Other cosmetologists learn through apprenticeship. Apprenticeship is a time-honored tradition of learning where the student studies directly with a master, in their workplace, on real clients. Most states require the student to study under a cosmetologist with a minimum of 5 years as a licensed cosmetologist, to ensure that adequate education is passed on. The hours of study require through apprenticeship are typically more than through a school, due to the fact that this sort of work/study program takes longer to impart the knowledge required to work safely with the public. The requirements and conditions to sit for your license exam are the same, no matter which route you choose. The knowledge of what is required to pass the exam is the same, the only difference is the setting in which you learn, and the time it takes to learn it.
With all this taken into consideration, it’s easy to see why licensing is so important. The body of knowledge required to safely work with the public is large, and so accordingly, the exam to receive your license is quite difficult. It involves a written and practical test, so that the examiners can ensure the publics safety is never jeopardized.
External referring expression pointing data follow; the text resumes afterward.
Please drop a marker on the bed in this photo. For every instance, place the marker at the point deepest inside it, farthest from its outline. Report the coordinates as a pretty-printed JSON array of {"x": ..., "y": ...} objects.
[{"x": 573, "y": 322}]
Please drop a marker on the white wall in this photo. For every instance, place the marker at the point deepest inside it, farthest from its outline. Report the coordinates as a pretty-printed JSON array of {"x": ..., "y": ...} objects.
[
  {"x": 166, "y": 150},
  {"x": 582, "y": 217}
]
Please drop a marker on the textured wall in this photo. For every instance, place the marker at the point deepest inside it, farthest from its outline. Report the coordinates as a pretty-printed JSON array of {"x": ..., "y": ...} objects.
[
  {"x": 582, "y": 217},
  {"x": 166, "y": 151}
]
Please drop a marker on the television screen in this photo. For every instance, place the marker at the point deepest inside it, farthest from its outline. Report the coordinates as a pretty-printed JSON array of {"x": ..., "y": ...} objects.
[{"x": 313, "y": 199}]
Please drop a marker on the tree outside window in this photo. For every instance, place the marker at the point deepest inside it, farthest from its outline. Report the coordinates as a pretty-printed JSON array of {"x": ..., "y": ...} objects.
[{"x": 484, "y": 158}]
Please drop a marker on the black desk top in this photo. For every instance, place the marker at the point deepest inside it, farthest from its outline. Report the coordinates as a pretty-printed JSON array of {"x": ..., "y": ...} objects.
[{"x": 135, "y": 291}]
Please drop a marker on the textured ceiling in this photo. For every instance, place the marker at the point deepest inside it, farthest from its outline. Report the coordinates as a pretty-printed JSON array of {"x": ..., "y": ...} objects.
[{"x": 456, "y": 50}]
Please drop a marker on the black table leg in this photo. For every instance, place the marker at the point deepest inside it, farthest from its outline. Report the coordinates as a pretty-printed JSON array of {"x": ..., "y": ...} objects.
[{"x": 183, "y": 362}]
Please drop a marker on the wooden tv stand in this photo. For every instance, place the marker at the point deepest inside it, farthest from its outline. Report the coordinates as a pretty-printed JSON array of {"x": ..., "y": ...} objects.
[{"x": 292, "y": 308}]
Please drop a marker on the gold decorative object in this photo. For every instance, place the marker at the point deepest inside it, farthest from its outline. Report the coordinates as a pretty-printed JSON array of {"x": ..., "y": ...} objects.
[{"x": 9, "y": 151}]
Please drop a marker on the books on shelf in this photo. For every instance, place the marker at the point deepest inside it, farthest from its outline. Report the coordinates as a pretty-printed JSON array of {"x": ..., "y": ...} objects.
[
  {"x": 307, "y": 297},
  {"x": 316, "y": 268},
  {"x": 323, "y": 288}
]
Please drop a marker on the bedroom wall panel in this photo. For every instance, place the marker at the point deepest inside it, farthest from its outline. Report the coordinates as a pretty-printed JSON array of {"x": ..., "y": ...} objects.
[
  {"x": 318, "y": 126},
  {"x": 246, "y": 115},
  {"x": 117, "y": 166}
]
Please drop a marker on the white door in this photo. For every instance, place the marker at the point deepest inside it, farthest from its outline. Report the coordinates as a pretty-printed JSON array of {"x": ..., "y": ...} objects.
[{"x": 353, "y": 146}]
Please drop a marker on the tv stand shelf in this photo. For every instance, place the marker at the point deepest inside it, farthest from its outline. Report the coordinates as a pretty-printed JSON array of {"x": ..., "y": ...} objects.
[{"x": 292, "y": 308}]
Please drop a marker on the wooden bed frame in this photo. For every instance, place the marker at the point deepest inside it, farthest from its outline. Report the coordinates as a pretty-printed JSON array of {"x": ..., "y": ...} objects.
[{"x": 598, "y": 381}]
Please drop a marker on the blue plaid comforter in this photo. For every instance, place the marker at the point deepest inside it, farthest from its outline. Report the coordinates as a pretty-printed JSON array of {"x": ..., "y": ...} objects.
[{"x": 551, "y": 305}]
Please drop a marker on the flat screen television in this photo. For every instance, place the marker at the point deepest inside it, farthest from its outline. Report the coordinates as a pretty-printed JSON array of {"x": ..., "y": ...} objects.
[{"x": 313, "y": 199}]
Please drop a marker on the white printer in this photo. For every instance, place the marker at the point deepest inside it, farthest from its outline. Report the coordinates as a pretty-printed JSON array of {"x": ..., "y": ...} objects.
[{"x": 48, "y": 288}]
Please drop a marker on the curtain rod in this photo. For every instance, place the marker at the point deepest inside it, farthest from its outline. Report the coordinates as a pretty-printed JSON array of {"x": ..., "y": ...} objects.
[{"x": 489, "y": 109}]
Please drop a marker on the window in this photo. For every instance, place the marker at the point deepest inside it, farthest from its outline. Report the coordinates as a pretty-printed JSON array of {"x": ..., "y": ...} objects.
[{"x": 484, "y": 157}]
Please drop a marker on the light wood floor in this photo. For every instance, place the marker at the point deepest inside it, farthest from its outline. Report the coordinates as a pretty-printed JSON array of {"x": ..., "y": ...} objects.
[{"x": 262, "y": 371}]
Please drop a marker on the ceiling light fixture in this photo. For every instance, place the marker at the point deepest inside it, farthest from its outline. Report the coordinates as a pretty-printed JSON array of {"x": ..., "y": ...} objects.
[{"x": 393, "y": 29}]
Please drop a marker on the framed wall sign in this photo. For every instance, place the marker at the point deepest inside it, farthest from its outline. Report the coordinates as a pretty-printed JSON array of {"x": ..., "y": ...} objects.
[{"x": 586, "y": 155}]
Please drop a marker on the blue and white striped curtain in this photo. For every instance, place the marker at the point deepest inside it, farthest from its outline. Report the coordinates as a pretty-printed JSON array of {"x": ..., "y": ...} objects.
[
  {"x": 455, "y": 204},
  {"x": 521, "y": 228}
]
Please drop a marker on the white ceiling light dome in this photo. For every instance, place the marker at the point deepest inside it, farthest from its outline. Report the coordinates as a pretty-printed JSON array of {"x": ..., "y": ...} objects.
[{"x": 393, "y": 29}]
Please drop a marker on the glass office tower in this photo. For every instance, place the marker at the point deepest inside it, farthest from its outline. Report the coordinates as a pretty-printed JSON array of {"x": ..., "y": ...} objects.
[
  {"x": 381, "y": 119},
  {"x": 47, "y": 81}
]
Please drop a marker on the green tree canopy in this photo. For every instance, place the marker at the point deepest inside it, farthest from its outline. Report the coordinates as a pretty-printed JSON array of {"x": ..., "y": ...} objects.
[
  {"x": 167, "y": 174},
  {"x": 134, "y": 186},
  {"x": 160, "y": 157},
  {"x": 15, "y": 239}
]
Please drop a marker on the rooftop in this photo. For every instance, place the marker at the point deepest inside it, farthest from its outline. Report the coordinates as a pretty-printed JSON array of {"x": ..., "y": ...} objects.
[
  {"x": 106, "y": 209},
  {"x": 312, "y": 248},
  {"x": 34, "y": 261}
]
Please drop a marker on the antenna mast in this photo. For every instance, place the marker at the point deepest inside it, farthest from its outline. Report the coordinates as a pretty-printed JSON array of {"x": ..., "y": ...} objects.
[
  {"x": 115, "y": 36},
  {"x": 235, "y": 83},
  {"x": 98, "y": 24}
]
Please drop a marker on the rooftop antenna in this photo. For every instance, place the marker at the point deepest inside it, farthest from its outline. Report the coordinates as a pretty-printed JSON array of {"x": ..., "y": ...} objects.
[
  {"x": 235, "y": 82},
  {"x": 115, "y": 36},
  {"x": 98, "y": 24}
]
Given this, it’s also easy to see why continuing education is also an important part of the process.
As with any other industry that is governed by a Board who requires licensing, it’s vital to ensure that it’s members continue to receive updated information on how to keep the public safe. In the beauty industry, it’s common for new products and techniques to be developed, as well as existing products and techniques to evolve rapidly. The Board of Cosmetology also relies on other state agencies for guidance with updated safety concerns, and it would be impossible for a licensee to be abreast of this continually evolving body of knowledge without ongoing continuing education. It’s my opinion that any industry that requires a license in the first place, has a responsibility to ensure those licensees always stay up to date with the most current knowledge.
Most cosmetologist accomplish their continuing education requirements by attending certified educational events, such as hair shows or classes taught by qualified instructors. Many choose to receive this education online, which is a great way to ensure that you have the most current information with regards to safety and sanitation, but it doesn’t give the licensee an opportunity for any hands-on education under the watchful eye of a qualified instructor. This is an important factor to consider when you are choosing a cosmetologist…does your cosmetologist regularly attend classes to make sure you are safe in the salon?
There is an ongoing conversation happening about the possibility of a national license option. Due to the fact that each states requirements are slightly different, it’s difficult to ensure the same knowledge is possessed by all when they cross state lines. Many states that have the same or similar requirements will allow cosmetologist to receive a license by reciprocity with each other, but it’s not uncommon under the current scenario to be required to receive additional education in order to qualify for a certain states exam, if reciprocity is not granted between those states. A national license would definitely eliminate that issue, as all licensed cosmetologists would be required to meet the same standards across the entire country.